На торжественном собрании в Парламентском центре выступали многие писатели. Говорили разное, в том числе и то, что не особенно вписывалось в рамки международной этики. Например, М. Шевченко, очевидно, чтобы понравиться местным инициаторам ещё большего отъединения Казахстана от России, утверждал, что две самые близкие матери в мире - это казахская мать и украинская «нэнька». И что Казахстану и Украине нужно особенно остерегаться нашего общего северного соседа. И что-то ещё в том же духе, отчего становилось не столько жалко оратора, сколько смешно.
Выступил Давид Кугультинов. Он говорил о своих многочисленных встречах с Мухтаром, о дружбе с ним, о том, что Мухтар тоже мог разделить судьбу Кугультинова. В 1930 году Мухтара арестовали, и несколько лет он провёл в заключении. Но по воле Бога не попал в ГУЛаг, где ему, Кугультинову, пришлось хлебнуть немало унижений и горя. А если бы попал, то, скорее всего, живым бы не вышел.
Я слушал его и думал о том, как удивительно устроена наша жизнь: в юбилей знаменитого писателя другой знаменитый писатель говорит не про его творчество, не про его книги, а про аресты, тюрьмы и лагеря. Словно бы речь идёт не о великом труженике и мудреце, а о разбойнике.

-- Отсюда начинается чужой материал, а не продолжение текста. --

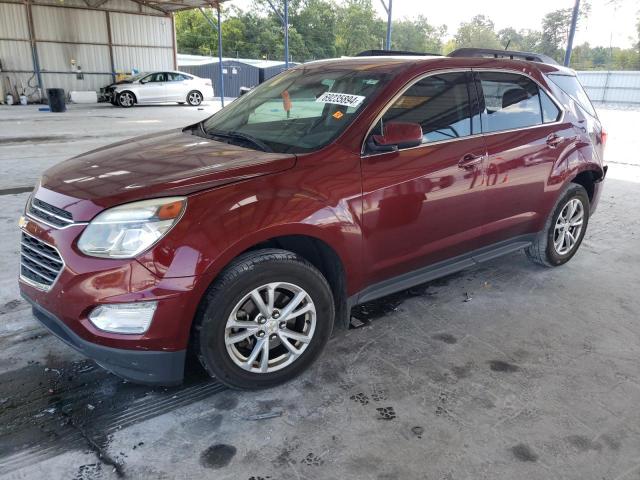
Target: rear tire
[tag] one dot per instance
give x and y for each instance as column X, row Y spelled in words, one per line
column 233, row 335
column 564, row 230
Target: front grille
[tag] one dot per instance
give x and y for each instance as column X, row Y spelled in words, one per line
column 49, row 214
column 39, row 262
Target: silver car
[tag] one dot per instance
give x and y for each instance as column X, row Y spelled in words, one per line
column 159, row 87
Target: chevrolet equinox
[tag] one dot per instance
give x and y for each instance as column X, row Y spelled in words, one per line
column 246, row 238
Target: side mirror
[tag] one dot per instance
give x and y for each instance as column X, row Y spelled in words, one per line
column 396, row 135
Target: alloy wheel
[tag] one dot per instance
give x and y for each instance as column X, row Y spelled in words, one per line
column 568, row 226
column 125, row 99
column 195, row 98
column 270, row 327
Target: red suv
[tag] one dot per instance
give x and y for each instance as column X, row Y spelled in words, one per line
column 246, row 238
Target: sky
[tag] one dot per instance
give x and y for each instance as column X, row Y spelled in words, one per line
column 605, row 25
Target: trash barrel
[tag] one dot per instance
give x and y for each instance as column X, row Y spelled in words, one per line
column 56, row 99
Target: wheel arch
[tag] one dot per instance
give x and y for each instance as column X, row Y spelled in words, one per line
column 588, row 179
column 196, row 90
column 322, row 256
column 309, row 246
column 135, row 97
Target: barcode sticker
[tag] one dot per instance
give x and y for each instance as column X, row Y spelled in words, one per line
column 345, row 99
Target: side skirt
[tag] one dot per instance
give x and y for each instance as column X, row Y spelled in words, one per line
column 440, row 269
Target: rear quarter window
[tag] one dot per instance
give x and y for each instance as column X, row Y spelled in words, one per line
column 571, row 86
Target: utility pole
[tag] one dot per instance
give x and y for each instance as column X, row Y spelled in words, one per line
column 572, row 32
column 387, row 8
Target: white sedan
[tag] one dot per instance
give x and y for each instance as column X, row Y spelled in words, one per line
column 159, row 87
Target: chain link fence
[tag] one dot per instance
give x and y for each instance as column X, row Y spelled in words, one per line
column 616, row 88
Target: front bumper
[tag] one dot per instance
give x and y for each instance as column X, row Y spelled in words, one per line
column 139, row 366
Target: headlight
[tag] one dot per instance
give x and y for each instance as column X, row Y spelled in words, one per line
column 127, row 230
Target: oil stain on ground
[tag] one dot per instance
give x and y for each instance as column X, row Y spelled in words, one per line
column 445, row 337
column 379, row 308
column 503, row 367
column 524, row 453
column 47, row 410
column 217, row 456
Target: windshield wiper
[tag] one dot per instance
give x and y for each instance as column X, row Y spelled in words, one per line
column 238, row 136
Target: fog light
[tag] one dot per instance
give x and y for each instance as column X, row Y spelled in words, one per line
column 131, row 318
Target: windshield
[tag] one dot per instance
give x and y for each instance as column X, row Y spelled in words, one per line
column 297, row 111
column 137, row 77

В перерыве я встретился с Чингизом Айтматовым, пригласил в Петербург - его у нас примут как одного из самых любимых писателей. Он дипломатично выдержал паузу и, глядя куда-то за мою спину, сказал:
- Да, в Ленинграде я давно уже не был. Теперь живу в Европе, дела, всё некогда.

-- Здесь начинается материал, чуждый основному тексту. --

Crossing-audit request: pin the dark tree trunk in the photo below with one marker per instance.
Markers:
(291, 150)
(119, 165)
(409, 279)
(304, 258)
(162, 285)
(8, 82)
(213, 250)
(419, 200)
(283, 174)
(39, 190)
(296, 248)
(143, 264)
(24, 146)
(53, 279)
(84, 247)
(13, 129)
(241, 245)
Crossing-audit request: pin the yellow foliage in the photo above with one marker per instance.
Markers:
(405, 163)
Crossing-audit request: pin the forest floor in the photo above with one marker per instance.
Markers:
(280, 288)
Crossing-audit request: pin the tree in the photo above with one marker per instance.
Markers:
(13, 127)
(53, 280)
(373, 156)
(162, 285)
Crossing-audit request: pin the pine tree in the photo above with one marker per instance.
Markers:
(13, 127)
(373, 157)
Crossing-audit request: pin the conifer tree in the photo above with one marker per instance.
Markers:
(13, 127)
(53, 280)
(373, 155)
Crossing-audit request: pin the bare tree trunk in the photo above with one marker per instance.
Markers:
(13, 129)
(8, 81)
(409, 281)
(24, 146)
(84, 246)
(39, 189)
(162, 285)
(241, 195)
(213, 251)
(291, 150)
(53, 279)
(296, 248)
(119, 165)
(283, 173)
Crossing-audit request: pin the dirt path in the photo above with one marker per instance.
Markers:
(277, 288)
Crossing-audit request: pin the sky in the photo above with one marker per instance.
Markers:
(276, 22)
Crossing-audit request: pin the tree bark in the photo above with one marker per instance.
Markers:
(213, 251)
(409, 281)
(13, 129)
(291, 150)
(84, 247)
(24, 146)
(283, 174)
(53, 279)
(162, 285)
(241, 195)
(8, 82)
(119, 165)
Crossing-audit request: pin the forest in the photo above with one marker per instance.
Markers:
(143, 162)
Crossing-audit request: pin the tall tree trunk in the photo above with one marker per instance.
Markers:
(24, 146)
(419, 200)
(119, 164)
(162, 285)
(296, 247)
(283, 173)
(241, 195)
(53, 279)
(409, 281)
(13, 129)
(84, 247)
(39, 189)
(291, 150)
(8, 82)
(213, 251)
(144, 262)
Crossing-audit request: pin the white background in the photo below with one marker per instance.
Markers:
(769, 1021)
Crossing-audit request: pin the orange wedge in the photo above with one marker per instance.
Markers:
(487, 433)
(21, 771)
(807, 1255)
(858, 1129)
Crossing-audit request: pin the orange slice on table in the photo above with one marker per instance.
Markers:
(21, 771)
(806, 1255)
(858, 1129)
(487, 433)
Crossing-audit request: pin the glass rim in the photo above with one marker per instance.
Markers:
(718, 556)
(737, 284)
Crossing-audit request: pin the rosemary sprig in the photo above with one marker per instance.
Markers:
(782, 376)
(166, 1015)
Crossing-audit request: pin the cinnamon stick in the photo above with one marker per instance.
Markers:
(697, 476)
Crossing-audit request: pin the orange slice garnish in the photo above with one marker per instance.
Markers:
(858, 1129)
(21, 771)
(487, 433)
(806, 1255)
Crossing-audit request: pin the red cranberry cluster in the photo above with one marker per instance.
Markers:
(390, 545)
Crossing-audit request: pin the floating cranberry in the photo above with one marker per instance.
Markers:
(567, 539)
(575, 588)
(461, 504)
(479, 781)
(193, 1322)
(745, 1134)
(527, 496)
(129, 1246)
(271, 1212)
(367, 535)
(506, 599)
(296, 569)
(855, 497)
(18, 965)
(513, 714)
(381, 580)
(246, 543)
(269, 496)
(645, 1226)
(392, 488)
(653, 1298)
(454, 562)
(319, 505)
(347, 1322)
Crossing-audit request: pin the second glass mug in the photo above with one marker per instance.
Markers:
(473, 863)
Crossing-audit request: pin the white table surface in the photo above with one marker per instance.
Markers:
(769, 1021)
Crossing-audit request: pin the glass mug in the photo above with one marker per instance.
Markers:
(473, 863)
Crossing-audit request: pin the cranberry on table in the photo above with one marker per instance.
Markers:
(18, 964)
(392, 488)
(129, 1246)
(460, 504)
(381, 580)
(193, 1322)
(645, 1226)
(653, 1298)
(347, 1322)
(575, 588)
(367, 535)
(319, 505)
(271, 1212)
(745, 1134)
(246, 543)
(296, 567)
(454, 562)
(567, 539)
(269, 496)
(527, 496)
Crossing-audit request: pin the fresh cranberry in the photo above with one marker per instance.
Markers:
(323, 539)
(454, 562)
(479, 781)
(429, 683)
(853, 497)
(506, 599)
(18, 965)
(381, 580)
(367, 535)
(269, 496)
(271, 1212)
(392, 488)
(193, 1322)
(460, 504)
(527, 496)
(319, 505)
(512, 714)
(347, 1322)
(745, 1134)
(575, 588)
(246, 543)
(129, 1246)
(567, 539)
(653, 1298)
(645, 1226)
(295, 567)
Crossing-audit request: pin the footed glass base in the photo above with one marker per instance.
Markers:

Его отвлекли, и разговор наш прервался. Потом мы ещё встречались, но он ни разу не вспомнил о моём приглашении.
А с Давидом Никитичем мы поговорили в театре, перед началом торжества. Я вспомнил нашу поездку на место дуэли Пушкина, вопросы Виктора Конецкого, на которые он тогда не дал ответа, и сам спросил:
- Так всё-таки теперь, когда прошло немало лет после заключения, что вы можете сказать о ГУЛаге? Чем в государстве была вызвана эта неадекватная мера наказания для многих советских людей?
- Прежде всего, недоверием большевиков к собственному народу. Во-вторых, страхом преобразований, которые могут лишить их власти. Они, по сути, пошли против своего народа и даже против самих себя. Скольких они отправили на тот свет, кто был с ними, делал революцию, а затем строил страну!
- Но я уже второй раз слушаю ваши выступления, и у меня не складывается ощущения, что вас переполняет месть к стране, к государству, которое столь жестоко распорядилось многими годами вашей жизни. Тогда как Солженицын, мне кажется, стал мстителем: Сталину, стране, эпохе...
- Солженицын пишет правду, и в этом его спасение как писателя. Я не задумывался над тем, мститель он или нет, наверное, в какой-то степени да. Лично я не собираюсь никому мстить, не до этого. Разобраться бы во всём, вот моя задача.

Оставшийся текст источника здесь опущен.